Auch am Montag nahmen türkische Panzer wieder Ziele in Syrien unter Feuer. Während die Kurden-Miliz YPG erklärte, die türkischen Panzer hätten auf YPG-Stellungen gezielt anstatt die Extremisten des Islamischen Staates (IS) unter Feuer zu nehmen, wies ein Sprecher des Außenministeriums in Ankara dies als falsch zurück.

Der CDU-Außenexperte Roderich Kiesewetter warnt vor einem Übergreifen des Kurdenkonflikts von der Türkei auf Deutschland. Es gebe die Gefahr, dass die Auseinandersetzungen auch wieder verstärkt hierzulande ausgetragen werden, sagte Kiesewetter der „Nordwest-Zeitung“ (Dienstagausgabe) laut Vorabbericht. „Unsere Sicherheitsbehörden sind alarmiert.“ Die Türkei ging zuletzt auch nach internationaler Kritik massiv gegen kurdische Aktivisten vor.

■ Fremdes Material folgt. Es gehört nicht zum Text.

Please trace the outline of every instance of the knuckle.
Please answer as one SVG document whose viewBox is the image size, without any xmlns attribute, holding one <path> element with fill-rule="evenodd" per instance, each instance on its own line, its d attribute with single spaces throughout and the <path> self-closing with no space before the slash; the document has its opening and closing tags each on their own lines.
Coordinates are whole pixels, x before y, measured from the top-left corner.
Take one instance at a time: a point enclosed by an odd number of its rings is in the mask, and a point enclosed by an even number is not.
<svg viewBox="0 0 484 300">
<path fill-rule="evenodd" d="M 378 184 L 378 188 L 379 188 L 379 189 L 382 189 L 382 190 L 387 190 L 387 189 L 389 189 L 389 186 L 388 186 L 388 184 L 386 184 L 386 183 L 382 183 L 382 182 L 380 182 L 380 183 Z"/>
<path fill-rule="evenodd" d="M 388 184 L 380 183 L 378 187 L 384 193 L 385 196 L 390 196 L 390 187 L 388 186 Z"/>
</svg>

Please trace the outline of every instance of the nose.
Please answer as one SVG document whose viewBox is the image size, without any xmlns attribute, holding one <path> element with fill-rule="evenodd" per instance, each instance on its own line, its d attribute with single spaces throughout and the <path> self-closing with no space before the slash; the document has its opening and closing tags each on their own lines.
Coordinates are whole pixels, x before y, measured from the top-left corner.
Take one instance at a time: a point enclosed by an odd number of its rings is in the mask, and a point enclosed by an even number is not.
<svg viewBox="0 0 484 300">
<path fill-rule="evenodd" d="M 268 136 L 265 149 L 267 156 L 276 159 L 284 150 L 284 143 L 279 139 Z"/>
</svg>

Der CDU-Politiker ergänzte, Gefahr bestehe auch für deutsche Soldaten. „In der Türkei gibt es eine sehr schwache Sicherung der Bundeswehr-Einsatzkräfte“, sagte Kiesewetter. „Hier muss geprüft werden, ob nicht mehr für die Eigensicherung getan werden muss.“ Es sei nicht auszuschließen, dass Kämpfer der Kurdischen Arbeiterpartei PKK auch Nato-Einheiten in der Türkei bekämpfen. Die Bundeswehr hat Patriot-Luftabwehrraketen etwa 100 Kilometer von der syrischen Grenze entfernt in der Türkei stationiert. Zudem hilft sie bei der Ausbildung kurdischer Peschmerga-Kämpfer im Nord-Irak. Diese werden so im Kampf gegen die Extremistenmiliz Islamischer Staat (IS) unterstützt.